Deep-Research agents, which integrate large language models (LLMs) with search tools, have shown success in improving the effectiveness of handling complex queries that require iterative search planning and reasoning over search results. Evaluations on current benchmarks like BrowseComp relies on black-box live web search APIs, have notable limitations in (1) fairness: dynamic and opaque web APIs hinder fair comparisons and reproducibility of deep research methods; (2) transparency: lack of control over the document corpus makes it difficult to isolate retriever contributions. In other words, the current evaluations may compare a complete deep research system at a given time, but they do not foster well-controlled experiments to provide insights into the capability of underlying deep research LLMs. To address these challenges, we introduce BrowseComp-Plus, a benchmark derived from BrowseComp, employing a fixed, carefully curated corpus. Each query in BrowseComp-Plus includes human-verified supporting documents and mined challenging negatives, enabling controlled experimentation. The benchmark is shown to be effective in distinguishing the performance of deep research systems. For instance, the open-source model Search-R1, when paired with the BM25 retriever, achieves 3.86% accuracy, whereas the GPT-5 achieves 55.9%. Integrating the GPT-5 with the Qwen3-Embedding-8B retriever further enhances its accuracy to 70.1% with fewer search calls.

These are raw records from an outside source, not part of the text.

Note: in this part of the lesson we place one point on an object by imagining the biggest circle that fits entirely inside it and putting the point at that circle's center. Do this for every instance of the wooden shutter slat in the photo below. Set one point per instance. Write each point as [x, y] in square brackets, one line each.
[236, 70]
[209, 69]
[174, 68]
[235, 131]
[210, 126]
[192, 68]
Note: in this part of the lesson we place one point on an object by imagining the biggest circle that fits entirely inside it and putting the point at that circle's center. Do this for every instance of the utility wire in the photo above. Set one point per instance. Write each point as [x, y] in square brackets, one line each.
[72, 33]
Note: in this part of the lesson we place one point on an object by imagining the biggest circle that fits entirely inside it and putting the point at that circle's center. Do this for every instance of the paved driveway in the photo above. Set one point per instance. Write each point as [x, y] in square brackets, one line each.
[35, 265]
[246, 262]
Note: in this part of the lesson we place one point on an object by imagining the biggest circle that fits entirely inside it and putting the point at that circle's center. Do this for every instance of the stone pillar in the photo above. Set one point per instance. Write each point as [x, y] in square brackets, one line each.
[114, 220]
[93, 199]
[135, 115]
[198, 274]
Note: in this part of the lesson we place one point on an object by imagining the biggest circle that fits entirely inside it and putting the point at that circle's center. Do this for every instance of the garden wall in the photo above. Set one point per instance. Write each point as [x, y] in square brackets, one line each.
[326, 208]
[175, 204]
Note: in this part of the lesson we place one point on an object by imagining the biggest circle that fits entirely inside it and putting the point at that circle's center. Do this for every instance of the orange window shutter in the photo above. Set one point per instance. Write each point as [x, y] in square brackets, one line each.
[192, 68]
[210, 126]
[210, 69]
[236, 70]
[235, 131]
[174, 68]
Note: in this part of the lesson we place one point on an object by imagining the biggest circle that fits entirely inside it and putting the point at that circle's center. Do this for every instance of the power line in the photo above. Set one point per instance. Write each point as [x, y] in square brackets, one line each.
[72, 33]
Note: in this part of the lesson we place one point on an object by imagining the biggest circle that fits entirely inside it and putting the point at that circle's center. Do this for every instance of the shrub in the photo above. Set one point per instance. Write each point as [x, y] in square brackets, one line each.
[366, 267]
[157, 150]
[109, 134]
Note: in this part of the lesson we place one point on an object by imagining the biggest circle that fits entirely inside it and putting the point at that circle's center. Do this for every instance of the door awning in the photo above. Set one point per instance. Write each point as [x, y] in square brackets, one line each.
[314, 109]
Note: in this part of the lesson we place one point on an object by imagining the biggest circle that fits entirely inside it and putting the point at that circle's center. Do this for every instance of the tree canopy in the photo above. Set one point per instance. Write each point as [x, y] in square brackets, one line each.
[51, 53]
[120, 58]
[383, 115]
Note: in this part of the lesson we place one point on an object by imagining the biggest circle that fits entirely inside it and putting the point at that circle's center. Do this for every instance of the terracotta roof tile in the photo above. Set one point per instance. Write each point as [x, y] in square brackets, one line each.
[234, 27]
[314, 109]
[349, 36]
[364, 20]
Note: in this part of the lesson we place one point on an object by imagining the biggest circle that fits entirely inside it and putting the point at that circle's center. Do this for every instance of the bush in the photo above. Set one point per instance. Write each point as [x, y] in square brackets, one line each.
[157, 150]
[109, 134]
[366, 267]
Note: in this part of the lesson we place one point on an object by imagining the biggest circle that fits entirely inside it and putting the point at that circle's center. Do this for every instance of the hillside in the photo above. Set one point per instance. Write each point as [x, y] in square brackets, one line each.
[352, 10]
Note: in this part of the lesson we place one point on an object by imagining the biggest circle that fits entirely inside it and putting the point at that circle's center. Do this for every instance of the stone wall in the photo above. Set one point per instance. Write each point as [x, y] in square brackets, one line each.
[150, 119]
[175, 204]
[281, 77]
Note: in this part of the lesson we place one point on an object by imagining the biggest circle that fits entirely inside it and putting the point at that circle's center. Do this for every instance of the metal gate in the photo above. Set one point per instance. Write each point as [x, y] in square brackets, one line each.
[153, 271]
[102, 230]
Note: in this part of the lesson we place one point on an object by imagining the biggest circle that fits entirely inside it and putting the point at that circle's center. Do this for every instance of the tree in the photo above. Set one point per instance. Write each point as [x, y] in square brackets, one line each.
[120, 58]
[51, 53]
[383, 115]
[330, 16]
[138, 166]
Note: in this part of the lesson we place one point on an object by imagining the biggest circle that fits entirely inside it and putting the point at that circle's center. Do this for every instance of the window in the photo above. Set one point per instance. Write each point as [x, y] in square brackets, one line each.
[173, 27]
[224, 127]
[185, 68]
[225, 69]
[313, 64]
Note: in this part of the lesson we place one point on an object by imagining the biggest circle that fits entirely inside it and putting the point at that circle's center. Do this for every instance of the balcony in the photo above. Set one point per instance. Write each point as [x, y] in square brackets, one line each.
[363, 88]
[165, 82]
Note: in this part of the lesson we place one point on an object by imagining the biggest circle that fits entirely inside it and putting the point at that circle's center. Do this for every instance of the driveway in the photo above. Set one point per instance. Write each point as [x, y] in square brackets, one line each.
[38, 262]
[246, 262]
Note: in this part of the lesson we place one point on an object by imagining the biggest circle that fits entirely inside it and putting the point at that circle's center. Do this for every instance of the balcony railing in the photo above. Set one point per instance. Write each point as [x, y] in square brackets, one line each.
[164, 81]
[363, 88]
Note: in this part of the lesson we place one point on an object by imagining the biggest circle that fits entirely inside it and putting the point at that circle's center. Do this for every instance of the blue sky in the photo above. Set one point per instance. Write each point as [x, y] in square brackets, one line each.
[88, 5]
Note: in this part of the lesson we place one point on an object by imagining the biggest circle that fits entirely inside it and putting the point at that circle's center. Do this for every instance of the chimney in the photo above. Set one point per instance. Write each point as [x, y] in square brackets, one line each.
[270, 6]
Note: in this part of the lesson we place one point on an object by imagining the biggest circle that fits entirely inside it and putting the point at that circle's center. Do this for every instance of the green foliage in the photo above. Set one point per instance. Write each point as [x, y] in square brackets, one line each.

This benchmark allows comprehensive evaluation and disentangled analysis of deep research agents and retrieval methods, fostering insights into retrieval effectiveness, citation accuracy, and context engineering in Deep-Research system.

Paper Structure

This paper contains 39 sections, 5 figures, 8 tables.

Figures (5)

  • Figure 1: Accuracy vs. number of search calls for Deep-Research agents with different retrievers. GPT5, o3, gpt-oss are evaluated with high reasoning effort. The figure shows that Deep Research agents mostly improve the final accuracy at a cost of more search calls, whereas better retrieval systems not only improve the overall accuracy but also reduce the number of search calls.
  • Figure 2: The two-stage pipeline of collecting evidence documents in the corpus (Section \ref{['section:buildingDocuemntCorpus']}).
  • Figure 3: The pipeline of collecting hard negative documents in the corpus(Section \ref{['section:hardNegativeMining']}).
  • Figure 4: (a) Token distribution of corpus length, showing up to 90th percentile for display; (b) Distribution of tokens needed to include answer in gold documents per query, showing up to 90th percentile for display
  • Figure 5: A screenshot of the annotation interface.